2.8. Statistical Analyses
For each %1RM on the 40–100% grid, reference MPVs were summarized across participants as mean ± SD with 95% CIs and between-subject coefficient of variation (CV % = 100·SD/mean). Individual goodness-of-fit was expressed as R^2^ per participant and reported as median and range. The 1RM prediction accuracy was defined as raw and absolute errors. Within-model bias was tested with paired t-tests on the raw error, and we report bias ± SD and 95% limits of agreement (LoA = bias ± 1.96·SD). Between-model comparisons were tested using a linear mixed-effects model with approach (Multi- vs.

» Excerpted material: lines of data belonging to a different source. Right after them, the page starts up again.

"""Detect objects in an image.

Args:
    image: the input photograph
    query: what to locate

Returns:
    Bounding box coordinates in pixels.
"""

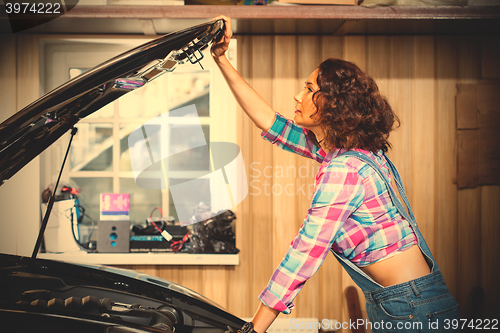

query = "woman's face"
[293,69,319,129]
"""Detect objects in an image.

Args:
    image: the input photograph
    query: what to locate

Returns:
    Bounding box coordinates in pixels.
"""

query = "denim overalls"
[332,151,461,333]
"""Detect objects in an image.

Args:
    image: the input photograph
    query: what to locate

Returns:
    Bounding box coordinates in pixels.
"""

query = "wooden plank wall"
[122,32,500,328]
[4,36,500,330]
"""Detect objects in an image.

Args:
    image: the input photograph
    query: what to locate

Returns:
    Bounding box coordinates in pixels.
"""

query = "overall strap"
[339,150,416,227]
[339,150,439,272]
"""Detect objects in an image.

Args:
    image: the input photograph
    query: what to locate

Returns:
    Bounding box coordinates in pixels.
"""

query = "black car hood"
[0,20,223,185]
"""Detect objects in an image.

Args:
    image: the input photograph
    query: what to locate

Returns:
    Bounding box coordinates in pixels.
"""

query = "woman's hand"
[210,15,233,58]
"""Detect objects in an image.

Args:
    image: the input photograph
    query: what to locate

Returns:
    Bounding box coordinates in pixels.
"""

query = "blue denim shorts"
[364,271,460,333]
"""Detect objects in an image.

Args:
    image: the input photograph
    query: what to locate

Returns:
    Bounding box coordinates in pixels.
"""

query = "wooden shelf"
[0,5,500,35]
[65,5,500,20]
[38,251,240,266]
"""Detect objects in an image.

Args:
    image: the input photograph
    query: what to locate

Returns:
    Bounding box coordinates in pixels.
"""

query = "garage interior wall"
[0,31,500,330]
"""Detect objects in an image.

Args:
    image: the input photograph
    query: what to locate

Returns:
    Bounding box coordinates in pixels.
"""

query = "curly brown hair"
[309,58,400,152]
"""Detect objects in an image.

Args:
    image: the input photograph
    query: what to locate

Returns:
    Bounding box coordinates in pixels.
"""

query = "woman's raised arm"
[211,16,276,132]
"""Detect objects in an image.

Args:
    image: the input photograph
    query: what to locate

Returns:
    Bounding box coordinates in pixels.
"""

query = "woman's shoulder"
[328,149,388,178]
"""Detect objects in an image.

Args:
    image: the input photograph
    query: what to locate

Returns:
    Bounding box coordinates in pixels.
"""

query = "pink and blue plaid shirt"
[259,114,417,314]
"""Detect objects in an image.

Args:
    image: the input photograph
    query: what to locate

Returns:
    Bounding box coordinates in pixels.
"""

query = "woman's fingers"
[212,15,233,57]
[212,15,233,42]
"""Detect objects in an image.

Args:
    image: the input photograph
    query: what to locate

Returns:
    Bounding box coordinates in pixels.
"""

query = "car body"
[0,20,244,333]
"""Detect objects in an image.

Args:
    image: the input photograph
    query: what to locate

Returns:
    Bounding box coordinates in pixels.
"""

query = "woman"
[211,16,459,332]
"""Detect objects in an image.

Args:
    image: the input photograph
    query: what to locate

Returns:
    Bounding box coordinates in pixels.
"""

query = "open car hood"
[0,20,224,185]
[0,20,244,333]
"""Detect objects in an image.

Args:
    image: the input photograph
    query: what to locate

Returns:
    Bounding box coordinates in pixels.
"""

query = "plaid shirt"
[259,114,417,314]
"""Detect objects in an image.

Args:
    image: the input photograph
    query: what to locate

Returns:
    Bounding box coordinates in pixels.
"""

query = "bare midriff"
[360,245,431,287]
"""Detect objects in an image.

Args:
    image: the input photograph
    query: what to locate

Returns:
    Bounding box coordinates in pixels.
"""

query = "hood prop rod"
[31,127,78,259]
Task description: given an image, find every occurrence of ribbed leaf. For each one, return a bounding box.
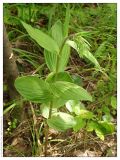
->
[44,20,64,72]
[44,50,57,72]
[50,81,92,101]
[47,112,76,131]
[15,76,52,103]
[46,72,73,83]
[66,38,100,68]
[58,44,70,72]
[21,21,59,54]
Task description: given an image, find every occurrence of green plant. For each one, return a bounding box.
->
[15,6,114,156]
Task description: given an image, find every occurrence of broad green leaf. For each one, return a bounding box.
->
[66,100,85,115]
[46,72,73,83]
[58,44,70,72]
[47,112,76,131]
[40,104,57,118]
[66,37,100,68]
[50,81,92,101]
[53,97,67,108]
[73,116,86,132]
[44,50,57,72]
[44,21,70,72]
[111,96,117,109]
[51,20,64,47]
[15,76,52,103]
[21,21,59,54]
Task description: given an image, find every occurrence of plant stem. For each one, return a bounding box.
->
[56,33,78,76]
[30,102,42,155]
[45,101,53,157]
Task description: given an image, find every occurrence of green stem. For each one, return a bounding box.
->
[45,101,53,157]
[30,102,42,155]
[56,33,78,74]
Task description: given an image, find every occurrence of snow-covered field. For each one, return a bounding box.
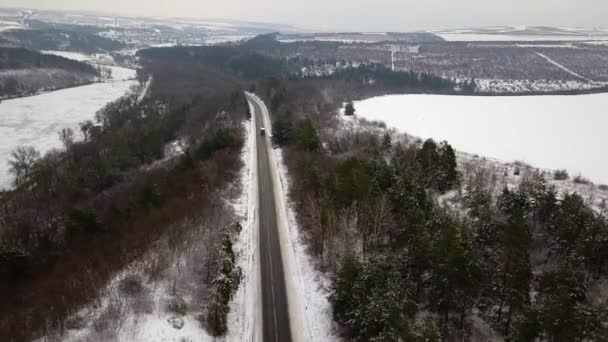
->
[435,33,608,42]
[355,94,608,184]
[42,51,135,81]
[0,81,137,188]
[432,25,608,42]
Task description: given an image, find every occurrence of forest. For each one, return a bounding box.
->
[258,76,608,341]
[0,44,248,341]
[0,37,608,341]
[0,47,99,98]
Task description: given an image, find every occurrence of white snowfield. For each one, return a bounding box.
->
[250,94,338,342]
[41,50,136,81]
[0,81,137,189]
[226,104,262,342]
[435,33,608,42]
[355,94,608,184]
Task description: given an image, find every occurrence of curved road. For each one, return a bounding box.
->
[247,94,291,342]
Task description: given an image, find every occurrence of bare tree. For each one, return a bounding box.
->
[80,120,93,141]
[59,127,74,150]
[8,146,40,186]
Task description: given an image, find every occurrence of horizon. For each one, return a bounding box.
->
[0,0,608,32]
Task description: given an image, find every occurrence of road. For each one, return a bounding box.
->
[247,95,291,342]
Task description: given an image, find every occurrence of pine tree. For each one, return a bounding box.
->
[496,208,532,336]
[296,118,321,152]
[382,132,393,151]
[344,101,355,116]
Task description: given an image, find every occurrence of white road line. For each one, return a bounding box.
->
[530,49,595,83]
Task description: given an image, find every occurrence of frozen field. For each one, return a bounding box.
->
[0,81,137,188]
[355,94,608,184]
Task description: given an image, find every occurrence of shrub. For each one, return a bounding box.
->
[553,170,570,180]
[572,175,591,185]
[167,296,188,316]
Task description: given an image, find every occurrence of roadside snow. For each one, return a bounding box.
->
[226,104,262,341]
[252,94,338,341]
[532,50,595,83]
[434,33,607,42]
[355,94,608,183]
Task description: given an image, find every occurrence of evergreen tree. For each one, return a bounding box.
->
[382,132,393,151]
[330,256,411,341]
[296,118,321,152]
[437,141,459,191]
[429,215,481,329]
[272,116,295,146]
[497,208,532,336]
[344,101,355,116]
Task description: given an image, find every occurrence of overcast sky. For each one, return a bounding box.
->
[0,0,608,31]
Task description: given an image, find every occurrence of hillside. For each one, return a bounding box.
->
[0,29,124,53]
[0,47,98,98]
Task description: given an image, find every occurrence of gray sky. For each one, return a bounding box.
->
[0,0,608,31]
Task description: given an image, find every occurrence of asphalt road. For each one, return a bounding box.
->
[250,93,291,342]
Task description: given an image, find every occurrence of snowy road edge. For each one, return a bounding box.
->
[250,94,336,342]
[226,100,262,342]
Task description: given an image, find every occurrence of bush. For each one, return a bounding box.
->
[196,129,238,161]
[553,170,570,180]
[572,175,591,185]
[66,208,100,236]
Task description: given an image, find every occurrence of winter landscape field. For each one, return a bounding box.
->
[0,75,137,188]
[0,0,608,342]
[355,94,608,183]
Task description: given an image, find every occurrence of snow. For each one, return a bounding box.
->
[41,50,136,81]
[475,78,605,94]
[533,50,594,83]
[355,94,608,183]
[226,104,262,341]
[247,93,338,341]
[435,33,607,42]
[0,81,137,188]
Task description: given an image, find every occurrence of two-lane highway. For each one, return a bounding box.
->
[247,94,291,342]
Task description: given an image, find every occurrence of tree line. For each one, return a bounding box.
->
[0,46,248,341]
[257,77,608,341]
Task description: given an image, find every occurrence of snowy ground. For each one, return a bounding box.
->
[226,105,262,342]
[39,115,254,342]
[435,33,608,42]
[355,94,608,183]
[247,93,337,341]
[0,81,137,188]
[0,51,138,189]
[41,51,135,81]
[432,25,608,42]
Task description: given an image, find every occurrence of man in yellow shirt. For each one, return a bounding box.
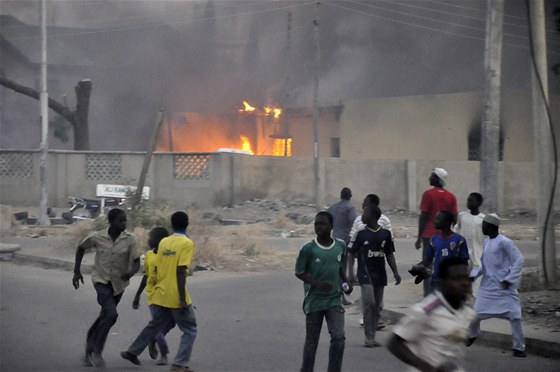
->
[121,212,197,372]
[72,208,143,368]
[132,227,175,366]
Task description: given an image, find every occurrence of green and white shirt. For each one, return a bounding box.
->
[296,239,346,315]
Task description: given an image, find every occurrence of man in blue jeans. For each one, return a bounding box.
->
[72,209,144,368]
[295,212,352,372]
[121,212,197,372]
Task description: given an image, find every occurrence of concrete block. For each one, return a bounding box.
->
[0,205,13,230]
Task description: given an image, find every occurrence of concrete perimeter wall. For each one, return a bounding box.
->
[0,150,560,211]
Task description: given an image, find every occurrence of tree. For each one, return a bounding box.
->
[0,76,93,150]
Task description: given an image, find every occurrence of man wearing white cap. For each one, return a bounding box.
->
[415,168,457,297]
[467,213,527,358]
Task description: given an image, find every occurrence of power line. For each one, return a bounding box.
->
[390,0,560,30]
[4,1,314,40]
[324,2,560,55]
[425,0,554,27]
[345,0,560,46]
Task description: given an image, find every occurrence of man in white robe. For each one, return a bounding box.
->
[467,213,527,358]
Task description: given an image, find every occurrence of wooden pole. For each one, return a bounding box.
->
[529,0,558,285]
[133,108,165,208]
[480,0,504,212]
[37,0,51,226]
[313,1,321,211]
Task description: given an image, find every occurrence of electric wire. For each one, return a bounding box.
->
[5,1,314,40]
[525,0,558,285]
[322,2,560,55]
[344,0,560,46]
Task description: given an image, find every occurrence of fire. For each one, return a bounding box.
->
[239,101,256,112]
[272,138,292,156]
[239,136,254,155]
[263,106,282,119]
[239,101,282,119]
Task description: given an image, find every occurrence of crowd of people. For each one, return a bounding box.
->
[72,168,526,372]
[296,168,526,371]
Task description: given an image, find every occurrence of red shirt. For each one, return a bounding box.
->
[420,187,457,238]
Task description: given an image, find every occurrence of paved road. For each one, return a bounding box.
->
[0,263,558,372]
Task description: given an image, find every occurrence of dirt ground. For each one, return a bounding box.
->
[2,200,560,332]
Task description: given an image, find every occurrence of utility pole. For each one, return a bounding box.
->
[313,1,321,211]
[284,12,292,156]
[480,0,504,212]
[37,0,50,226]
[133,108,165,207]
[528,0,557,285]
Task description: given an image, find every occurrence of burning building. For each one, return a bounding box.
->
[157,101,341,156]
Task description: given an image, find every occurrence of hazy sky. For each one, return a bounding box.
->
[0,0,560,150]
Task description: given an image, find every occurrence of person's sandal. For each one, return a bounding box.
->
[156,355,167,366]
[121,351,142,366]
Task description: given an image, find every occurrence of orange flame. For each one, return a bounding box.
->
[239,101,255,112]
[239,136,254,155]
[272,138,292,156]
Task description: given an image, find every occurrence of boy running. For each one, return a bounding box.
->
[348,206,401,347]
[296,212,352,372]
[419,211,469,290]
[132,227,175,366]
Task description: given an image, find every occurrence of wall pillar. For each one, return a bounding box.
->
[406,160,418,212]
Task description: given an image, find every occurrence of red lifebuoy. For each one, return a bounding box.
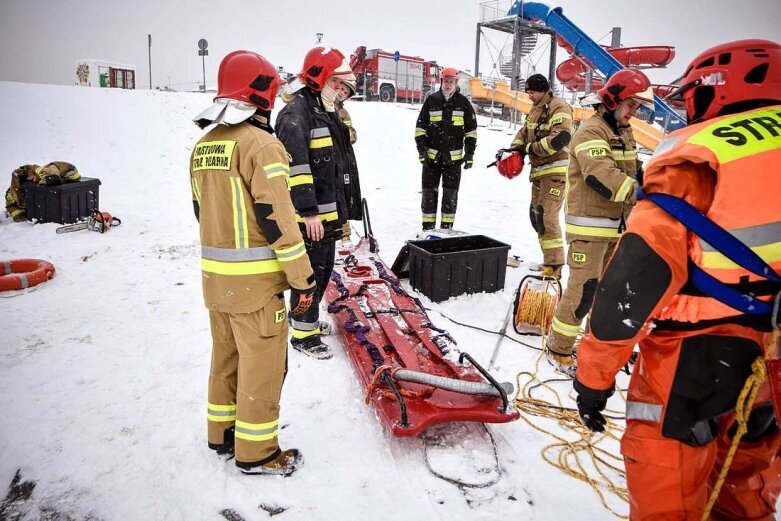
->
[0,259,55,291]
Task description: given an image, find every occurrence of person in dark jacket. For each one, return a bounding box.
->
[415,67,477,230]
[336,75,363,247]
[277,47,353,359]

Two-point), MVT (Actual, General, Optimal), and their interaction as fixed effects, and a random intercept for participant. The dependent variable was absolute error (kg). The same model was re-run on raw error (kg) to examine the direction of bias. Estimated marginal means with Holm adjustment were used for pairwise contrasts. Model assumptions were checked on model residuals. Participants were classified as “low-error” (<5%) and “moderate-error” (5–10%) responders based on absolute percentage error (APE (%) = 100 × |Pred − Actual|/Actual) [13]. Changes in responder proportions between MVT procedures were tested with McNemar’s test. All analyses were conducted in RStudio (v.2024.12.1). Statistical significance was set at α = 0.05.
3. Results
Thirty-four untrained early adolescents completed the tests (Table 1). Participants lifted 8.4 ± 1.4 loads and 17.3 ± 3.3 repetitions to complete T1 and 8.4 ± 1.6 loads and 15.6 ± 3.8 repetitions to complete T2 (Table 2).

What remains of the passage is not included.